This'll be a long post so get a cup of coffee or whatever your poison of choice is.
Sooooo, from all my digging around, Python based External Monitors are something that nobody talks about, has gotten right or maybe they just keep the solution to themselves or have realised the futility of python for advanced external monitors.
I am unfortunately pretty stubborn when I am faced with an interesting challenge so like a dog with a bone persisted until I got everything working except the actual F5 monitoring part. Bear in mind I am no coder, I'm ok at python, I know F5's relatively well and this is my first external monitor that I have written.
The shyte part is that there is, as far as I have seen, no information on using python for external monitors other than a couple of mentions here and there saying that it is possible.
As many of you know F5's current Radius monitor will only mark a member up when it has a successful login against a user account and has no means of establishing a connection then simply testing for ANY valid radius response regardless of whether the account supplied is valid or not.
This effectively shuts out the use of the F5 Radius monitor for Two Factor Auth systems where security is stringent enough to disallow the use of a single factor auth account with a fixed password for monitoring purposes.
To try solve this I wrote up this python script that will establish a connection to a radius server regardless of the number of auth factors it requires, it will then fire off a bogus(or not) authentication attemmpt to the radius server.
It's pretty crude, but as long as the connection doesn't time out there will be some sort of response from the radius server which will result in the script writing to stdout so that the F5 will mark the member as up. If there is a timeout the script's exit code is zero with no output so that the member will be marked as down.
After importing the script it works like a charm when run from /config/filestore/files_d/Common_d/external_monitor_d/ with the various options. It happily handles the ::ffff: prefix to the IPv4 addresses as well as strips, for now, the routing domain tag in case it's appened to the address, but when it is executed as part of a monitor it fails.
For the life of me I can't figure out why and nor have I figured out how to do a detailed debug of the script and what parameters are being handed to it at execution by the F5. So this is where you guys and gals come in and hopefully you can help.
The issues I have are as follows:
I don't know if I'm envoking the python shebang correctly for F5.
Unable to debug the script and /var/log/monitors/Common_radius_monitor.log doesn't have anything relating to script runtime errors.
Inspite of using a Syslog handler to try write to syslog-ng I'm unable to output to /var/log/ltm so there isn't anything useful in there (for now).

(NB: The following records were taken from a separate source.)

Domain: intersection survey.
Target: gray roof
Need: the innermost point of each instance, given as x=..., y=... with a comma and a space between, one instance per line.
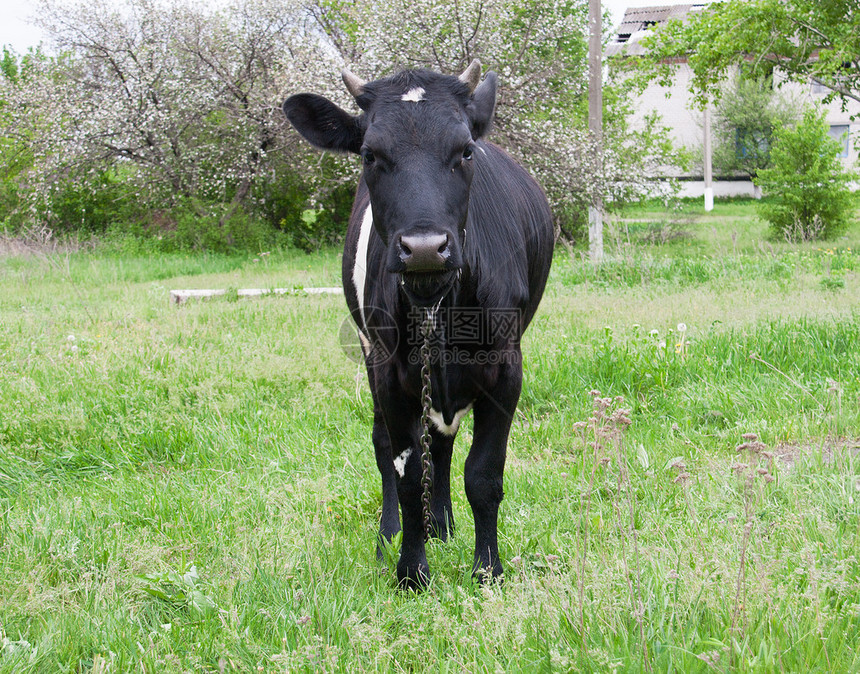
x=637, y=21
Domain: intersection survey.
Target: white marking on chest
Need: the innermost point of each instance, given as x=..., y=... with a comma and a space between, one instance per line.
x=414, y=95
x=400, y=461
x=359, y=269
x=445, y=429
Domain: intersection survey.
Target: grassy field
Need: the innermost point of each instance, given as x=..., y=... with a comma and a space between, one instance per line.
x=193, y=488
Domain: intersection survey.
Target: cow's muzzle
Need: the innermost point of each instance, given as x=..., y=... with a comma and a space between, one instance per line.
x=424, y=252
x=428, y=264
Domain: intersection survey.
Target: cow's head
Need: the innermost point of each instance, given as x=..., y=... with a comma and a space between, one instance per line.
x=416, y=136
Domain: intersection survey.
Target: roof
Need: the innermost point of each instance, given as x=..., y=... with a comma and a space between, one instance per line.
x=638, y=20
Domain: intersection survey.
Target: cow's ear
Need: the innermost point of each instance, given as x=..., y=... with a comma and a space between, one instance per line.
x=482, y=106
x=323, y=124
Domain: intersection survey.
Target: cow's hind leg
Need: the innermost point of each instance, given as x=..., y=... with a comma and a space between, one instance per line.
x=389, y=522
x=442, y=513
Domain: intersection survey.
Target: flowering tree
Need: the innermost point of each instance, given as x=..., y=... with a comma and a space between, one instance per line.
x=181, y=102
x=539, y=50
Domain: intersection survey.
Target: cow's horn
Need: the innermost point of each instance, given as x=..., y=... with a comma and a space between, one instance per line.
x=354, y=85
x=472, y=74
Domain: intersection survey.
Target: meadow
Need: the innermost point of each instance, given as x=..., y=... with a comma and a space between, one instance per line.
x=193, y=488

This entire thing might be a complete non-starter if the F5 is super strict about code execution and is shutting out my use of the six and radius modules stored in /config/eav/, but without a run-time debug I can't tell what it's problem is.
Unfortunately because of the length of the code and this description I've had to add my script via code share:
External Radius Monitor using Python
I found part of the problem around the execution, I setup a raw text dump in the script and noticed that because I had enabled monitor logging on my pool member in the test pool the F5 was supplying two additional command line arguments that were breaking my code.

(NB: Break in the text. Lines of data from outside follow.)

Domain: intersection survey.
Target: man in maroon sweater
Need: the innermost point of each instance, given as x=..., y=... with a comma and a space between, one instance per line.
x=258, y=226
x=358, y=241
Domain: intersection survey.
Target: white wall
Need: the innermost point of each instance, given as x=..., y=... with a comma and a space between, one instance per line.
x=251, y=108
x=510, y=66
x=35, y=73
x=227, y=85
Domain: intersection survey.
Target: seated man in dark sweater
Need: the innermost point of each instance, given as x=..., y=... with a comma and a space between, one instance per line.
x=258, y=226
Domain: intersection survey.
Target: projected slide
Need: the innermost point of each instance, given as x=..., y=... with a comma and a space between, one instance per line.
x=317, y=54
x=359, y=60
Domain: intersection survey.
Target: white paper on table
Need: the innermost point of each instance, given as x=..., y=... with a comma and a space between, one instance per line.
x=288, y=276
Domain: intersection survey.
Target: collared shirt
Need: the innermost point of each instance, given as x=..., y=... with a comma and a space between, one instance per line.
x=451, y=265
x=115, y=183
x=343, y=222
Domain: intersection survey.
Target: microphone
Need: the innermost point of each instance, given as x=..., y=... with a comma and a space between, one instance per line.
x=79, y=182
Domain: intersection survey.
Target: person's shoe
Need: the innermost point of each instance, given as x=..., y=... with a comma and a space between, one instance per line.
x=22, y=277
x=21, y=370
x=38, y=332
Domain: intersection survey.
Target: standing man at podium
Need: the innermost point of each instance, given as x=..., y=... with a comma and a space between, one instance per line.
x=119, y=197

So for future awareness, if you enable monitor logging on the pool member you'll get two additional arguments, one stating "log", the second being the the log file which will in /var/log/monitor/...

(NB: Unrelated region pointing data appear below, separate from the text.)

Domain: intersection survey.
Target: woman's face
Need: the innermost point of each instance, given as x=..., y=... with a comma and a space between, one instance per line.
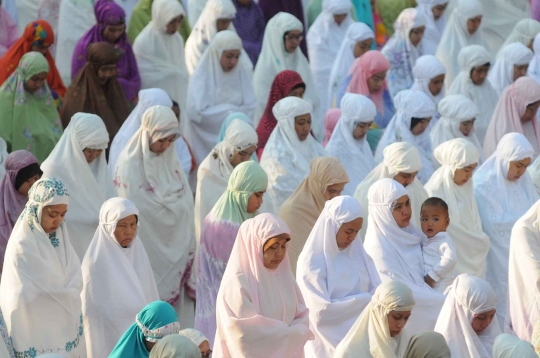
x=397, y=321
x=436, y=84
x=52, y=217
x=229, y=60
x=35, y=82
x=161, y=145
x=416, y=35
x=347, y=233
x=255, y=201
x=376, y=82
x=463, y=175
x=517, y=169
x=466, y=127
x=402, y=211
x=174, y=25
x=302, y=126
x=482, y=321
x=125, y=231
x=242, y=156
x=362, y=47
x=274, y=251
x=25, y=187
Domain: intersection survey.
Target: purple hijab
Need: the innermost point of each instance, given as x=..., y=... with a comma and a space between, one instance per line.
x=249, y=24
x=109, y=13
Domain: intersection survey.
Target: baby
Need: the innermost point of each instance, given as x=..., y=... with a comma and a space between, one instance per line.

Aside from that I can see my code is working and connecting, but it is failing to generate an output that is acceptable to the F5. Once I have fixed this and built in some input sanitation I'll update my codeshare.
I think I have it all nailed down now. I switched over to using ENV variables entirely, cleaned up the script quite a bit and added additional capabilities and options.
I've updated the CodeShare and will update the notes on it and I'll update the answer field for this question tomorrow :)
This is not a non-starter, I got the script up and running as a working monitor. Using the environment variables turns out to be the cleanest way to hand information into the script at run time however I have added the ability to override the environment variables when running from the command line.
The remaining issue with the monitor is that when run as a monitor, valid credentials with a current dynamic token value results in a failed auth while the exact same credentials via command line while the token is still valid results in a successful auth.
This happens whether one uses the Environment Variable or the Arguments field in the monitor. Either way the response is a valid radius response so it marks the pool members up as it should.
I feel that this problem is outside of the scope of this question and is likely due to some idiosyncrasy with the monitor variables/arguments so I'll close this query off, but if you have any comments or solutions feel free to post.